Liberty Mutual Insurance in the U.S. reported that 55% of “baby boomers” expressed concern over their senior parents’ driving, but only 23% are having conversations with their parents about it. Further, 29% said they are likely to avoid the conversation entirely.

“Nine in 10 boomer children of senior drivers think it is important to have driving conversations with their aging parents, but few are taking action – thus, not addressing potential safety risks on the roads,” noted David Melton, driving safety expert with Liberty Mutual Insurance and managing director of global safety.

Boomer children cite the following as top concerns associated with their senior parents” driving:

  • Poor eyesight: 47%
  • Drives too slow: 38%
  • Poor hearing: 30%
  • Drives distracted: 25%

Those concerns are valid, Liberty Mutual says, with 17% of all U.S. traffic fatalities happening to older individuals, according to the U.S. Department of Transportation. In 2011, 5,401 people aged 65 and older were killed and 185,000 were injured in motor vehicle traffic crashes.
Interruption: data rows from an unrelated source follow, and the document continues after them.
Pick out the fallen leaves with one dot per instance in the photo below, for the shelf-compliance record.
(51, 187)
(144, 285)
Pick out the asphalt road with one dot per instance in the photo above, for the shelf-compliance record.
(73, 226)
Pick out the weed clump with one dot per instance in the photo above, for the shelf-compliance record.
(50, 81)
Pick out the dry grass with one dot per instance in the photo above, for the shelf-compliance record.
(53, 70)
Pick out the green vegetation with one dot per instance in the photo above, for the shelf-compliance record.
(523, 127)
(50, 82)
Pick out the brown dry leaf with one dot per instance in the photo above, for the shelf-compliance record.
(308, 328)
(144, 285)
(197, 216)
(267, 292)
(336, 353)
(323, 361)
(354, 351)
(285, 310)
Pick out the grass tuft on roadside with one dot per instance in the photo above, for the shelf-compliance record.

Still, less than half (38%) of boomer children of senior drivers think that their parents will understand and be open to a discussion about giving up driving, according to Liberty Mutual.

Most of the boomer children fear the outcome will be negative, predicting the following reactions:

  • 46% think their parents will be angry or hurt
  • 31% think their parents will say it is too hard to find other modes of transportation
  • 22% think their parents will be more determined to keep driving

“Aging is an inevitable occurrence that has several implications,” added Melton. “It”s important that we recognize that age can bring changes that impact one”s driving abilities. Each individual situation is unique, which is why Liberty Mutual Insurance encourages boomer children to talk openly with their parents about driving.”

Original Article: http://www.canadianunderwriter.ca/news/adult-children-worried-about-senior-parents-driving-but-often-unwilling-to-discuss-it/1002630155/?ref=rss&ctid=1002630155

Winning one for Their Opportunity Kids

A huge thank you goes out the Their Opportunity Minor Sports Corporation, for once again putting on a tremendous ball

Team Roughley winners of the 2013 Their Opportunity Ball Hockey Tournament

hockey tournament benefiting the children of our community and our region. The 2013 event drew players from across Du kan ogsa finne noen norske spill som for eksempel Mega Joker og Jackpot 6000 pa dette casinoet . the GTA, and our very own Shane Terry brought a team to represent Roughley Insurance Brokers Ltd. in the tournament.

With an emphasis on fun, Team Roughley, along with their Their Opportunity Kid Dominic Clarke, nonetheless brought the heat and ended up winning the tournament. A win by Team Roughley means that Dominic will receive sponsorship from Their Opportunity for the next two hockey seasons. Congratulations Dominic!